The second component of this Soju Lovers set was the more commonly known Dubu Kimchi. Warmed (by boiling) slices of a mid-hardness tofu is paired with a hot sauteed mixture of cabbage kimchi and thin slices of pork. A hint of sesame oil gives it that nutty flavor, and is garnished with some chopped green onions. Frankly, I’ve had better. Something with the kimchi was not up to snuff. It was just good, but not really delicious, so as to entice you to drink more Soju. With kimchi really being an individual taste preference, given how its made from household to household, perhaps my dissatisfaction could be contributed to me simply not really liking how this particular kimchi was made. Again, with the somen noodles, the tofu with its neutral flavor, is used to control the spicy heat from the Dubu Kimchi, and is best eaten together.

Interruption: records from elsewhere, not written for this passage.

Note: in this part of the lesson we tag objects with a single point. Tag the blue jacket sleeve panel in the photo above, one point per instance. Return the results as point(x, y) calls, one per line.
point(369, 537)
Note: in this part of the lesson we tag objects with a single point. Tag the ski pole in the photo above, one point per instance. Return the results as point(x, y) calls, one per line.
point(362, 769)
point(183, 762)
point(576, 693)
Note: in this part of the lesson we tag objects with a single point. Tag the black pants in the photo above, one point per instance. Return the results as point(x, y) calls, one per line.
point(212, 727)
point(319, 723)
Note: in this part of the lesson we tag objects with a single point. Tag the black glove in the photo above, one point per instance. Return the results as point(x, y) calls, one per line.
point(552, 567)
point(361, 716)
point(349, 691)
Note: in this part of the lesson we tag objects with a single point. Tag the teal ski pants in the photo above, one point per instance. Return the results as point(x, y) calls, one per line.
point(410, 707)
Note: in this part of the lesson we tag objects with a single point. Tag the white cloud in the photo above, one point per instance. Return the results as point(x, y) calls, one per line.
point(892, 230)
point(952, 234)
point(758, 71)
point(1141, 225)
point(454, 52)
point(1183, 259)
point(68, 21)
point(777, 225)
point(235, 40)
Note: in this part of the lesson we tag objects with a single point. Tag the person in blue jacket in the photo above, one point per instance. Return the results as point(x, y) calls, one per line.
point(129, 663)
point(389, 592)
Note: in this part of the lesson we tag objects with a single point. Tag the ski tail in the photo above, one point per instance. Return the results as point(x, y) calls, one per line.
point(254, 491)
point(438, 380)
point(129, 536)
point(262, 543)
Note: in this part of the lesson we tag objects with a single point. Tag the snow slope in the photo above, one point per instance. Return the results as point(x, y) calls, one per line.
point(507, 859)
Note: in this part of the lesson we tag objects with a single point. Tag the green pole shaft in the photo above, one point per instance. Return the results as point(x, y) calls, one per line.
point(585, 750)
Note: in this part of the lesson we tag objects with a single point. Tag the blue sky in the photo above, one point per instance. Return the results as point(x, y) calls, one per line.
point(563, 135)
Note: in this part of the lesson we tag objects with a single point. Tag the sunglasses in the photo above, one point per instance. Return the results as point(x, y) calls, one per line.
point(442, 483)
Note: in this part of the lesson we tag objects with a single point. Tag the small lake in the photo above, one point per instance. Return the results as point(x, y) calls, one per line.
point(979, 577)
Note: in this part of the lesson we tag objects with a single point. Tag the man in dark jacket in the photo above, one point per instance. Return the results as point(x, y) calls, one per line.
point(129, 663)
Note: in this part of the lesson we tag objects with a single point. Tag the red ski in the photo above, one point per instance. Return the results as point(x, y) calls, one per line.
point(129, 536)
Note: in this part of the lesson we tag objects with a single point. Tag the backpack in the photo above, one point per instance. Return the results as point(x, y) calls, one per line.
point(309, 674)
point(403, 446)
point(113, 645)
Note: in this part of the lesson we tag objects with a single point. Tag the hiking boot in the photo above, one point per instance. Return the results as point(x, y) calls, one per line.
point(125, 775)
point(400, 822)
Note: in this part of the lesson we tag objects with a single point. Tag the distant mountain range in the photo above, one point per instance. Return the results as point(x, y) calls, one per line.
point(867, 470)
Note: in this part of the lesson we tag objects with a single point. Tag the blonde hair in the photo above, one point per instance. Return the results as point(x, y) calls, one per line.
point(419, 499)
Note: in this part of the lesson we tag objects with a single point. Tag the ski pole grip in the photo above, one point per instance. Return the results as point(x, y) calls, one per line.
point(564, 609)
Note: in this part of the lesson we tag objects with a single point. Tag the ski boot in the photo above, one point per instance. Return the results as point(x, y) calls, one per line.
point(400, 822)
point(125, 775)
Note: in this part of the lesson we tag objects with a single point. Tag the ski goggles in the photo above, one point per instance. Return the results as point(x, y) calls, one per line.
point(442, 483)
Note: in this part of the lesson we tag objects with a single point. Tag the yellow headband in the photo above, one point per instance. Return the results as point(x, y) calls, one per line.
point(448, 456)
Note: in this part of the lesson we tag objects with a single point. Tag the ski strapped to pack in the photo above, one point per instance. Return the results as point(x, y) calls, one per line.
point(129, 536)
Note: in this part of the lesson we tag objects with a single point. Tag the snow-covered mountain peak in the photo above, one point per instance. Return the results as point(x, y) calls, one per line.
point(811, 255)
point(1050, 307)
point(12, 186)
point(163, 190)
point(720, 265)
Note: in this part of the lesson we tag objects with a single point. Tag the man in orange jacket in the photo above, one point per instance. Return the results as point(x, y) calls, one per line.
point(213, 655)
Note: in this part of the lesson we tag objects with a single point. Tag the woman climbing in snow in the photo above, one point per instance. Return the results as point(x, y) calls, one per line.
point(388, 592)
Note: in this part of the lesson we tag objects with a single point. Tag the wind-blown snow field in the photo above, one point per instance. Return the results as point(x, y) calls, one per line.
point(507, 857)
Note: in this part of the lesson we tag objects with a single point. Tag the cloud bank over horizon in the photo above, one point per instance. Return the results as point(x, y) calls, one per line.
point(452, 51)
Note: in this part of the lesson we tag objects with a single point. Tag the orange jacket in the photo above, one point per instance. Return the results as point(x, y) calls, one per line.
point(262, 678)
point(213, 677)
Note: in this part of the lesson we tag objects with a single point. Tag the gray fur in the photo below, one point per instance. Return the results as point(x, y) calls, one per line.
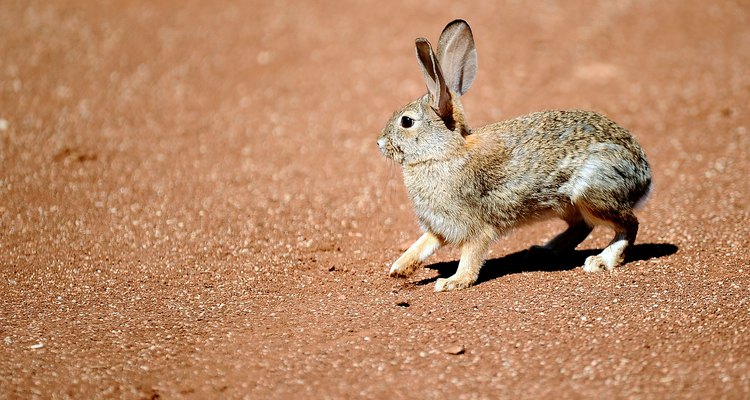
point(468, 187)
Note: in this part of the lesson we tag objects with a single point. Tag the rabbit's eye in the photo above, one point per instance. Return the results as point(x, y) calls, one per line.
point(406, 122)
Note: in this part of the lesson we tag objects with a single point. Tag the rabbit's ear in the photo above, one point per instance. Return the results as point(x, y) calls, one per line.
point(458, 56)
point(439, 96)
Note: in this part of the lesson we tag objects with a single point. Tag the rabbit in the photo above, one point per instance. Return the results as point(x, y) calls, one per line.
point(470, 186)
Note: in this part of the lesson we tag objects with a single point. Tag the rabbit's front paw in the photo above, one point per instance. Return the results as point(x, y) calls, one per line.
point(452, 283)
point(595, 264)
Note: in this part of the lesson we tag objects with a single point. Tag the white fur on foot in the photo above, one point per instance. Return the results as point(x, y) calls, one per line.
point(612, 256)
point(595, 264)
point(452, 283)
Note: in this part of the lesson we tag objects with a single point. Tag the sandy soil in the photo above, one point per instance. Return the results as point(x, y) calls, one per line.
point(192, 204)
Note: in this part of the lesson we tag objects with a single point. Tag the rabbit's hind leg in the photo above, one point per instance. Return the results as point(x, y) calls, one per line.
point(473, 254)
point(568, 240)
point(625, 225)
point(424, 247)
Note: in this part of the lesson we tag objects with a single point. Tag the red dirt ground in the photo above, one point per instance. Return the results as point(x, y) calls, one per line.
point(192, 204)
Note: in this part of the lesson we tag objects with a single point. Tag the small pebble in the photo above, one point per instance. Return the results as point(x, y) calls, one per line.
point(456, 350)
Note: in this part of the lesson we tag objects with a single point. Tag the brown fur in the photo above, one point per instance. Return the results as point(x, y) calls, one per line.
point(468, 187)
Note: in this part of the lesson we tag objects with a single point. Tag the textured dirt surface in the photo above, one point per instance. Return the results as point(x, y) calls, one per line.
point(192, 204)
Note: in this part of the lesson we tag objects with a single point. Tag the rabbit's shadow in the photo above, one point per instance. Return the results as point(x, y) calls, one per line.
point(536, 259)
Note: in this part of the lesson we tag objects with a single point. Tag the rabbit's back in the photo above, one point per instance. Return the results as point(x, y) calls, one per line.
point(538, 163)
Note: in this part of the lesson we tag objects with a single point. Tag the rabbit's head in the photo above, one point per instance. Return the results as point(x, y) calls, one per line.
point(433, 127)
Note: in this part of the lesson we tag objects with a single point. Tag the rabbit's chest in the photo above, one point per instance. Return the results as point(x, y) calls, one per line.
point(440, 206)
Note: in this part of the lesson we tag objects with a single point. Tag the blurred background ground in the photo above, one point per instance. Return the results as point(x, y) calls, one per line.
point(192, 203)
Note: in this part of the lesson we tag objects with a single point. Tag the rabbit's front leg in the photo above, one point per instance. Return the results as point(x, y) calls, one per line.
point(472, 257)
point(417, 252)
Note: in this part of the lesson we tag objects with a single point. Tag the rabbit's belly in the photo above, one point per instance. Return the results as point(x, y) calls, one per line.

Lastly, to help warm up the soul, a hot bowl of Odeng. I’d commented previously what this dish entails. It was not much different here at Spicy Alley, only we didn’t have the option of ordering some additional udon noodles to go with it, as had at Pojang Macha. After a good portion of Soju by this time, the nicely flavored broth with a slight salty taste, satisfied the cravings I had from having a few drinks of the alcohol.

Spice Alley fills a niche on Robson Street, as a typical Korean watering hole, where food probably plays second fiddle to the bottles of Soju, beer and Makgeolli. It has a unique, dark, almost club-like vibe with Korean pop music coming over the speakers and catering to a younger crowd. Perhaps not that overly non-Korean speaker friendly, judging by the service staff and the somewhat awkward English menu. But if you do have a Korean friend who can explain to you about this style of dining-and-drinking Korean style, then it makes for an interesting experience.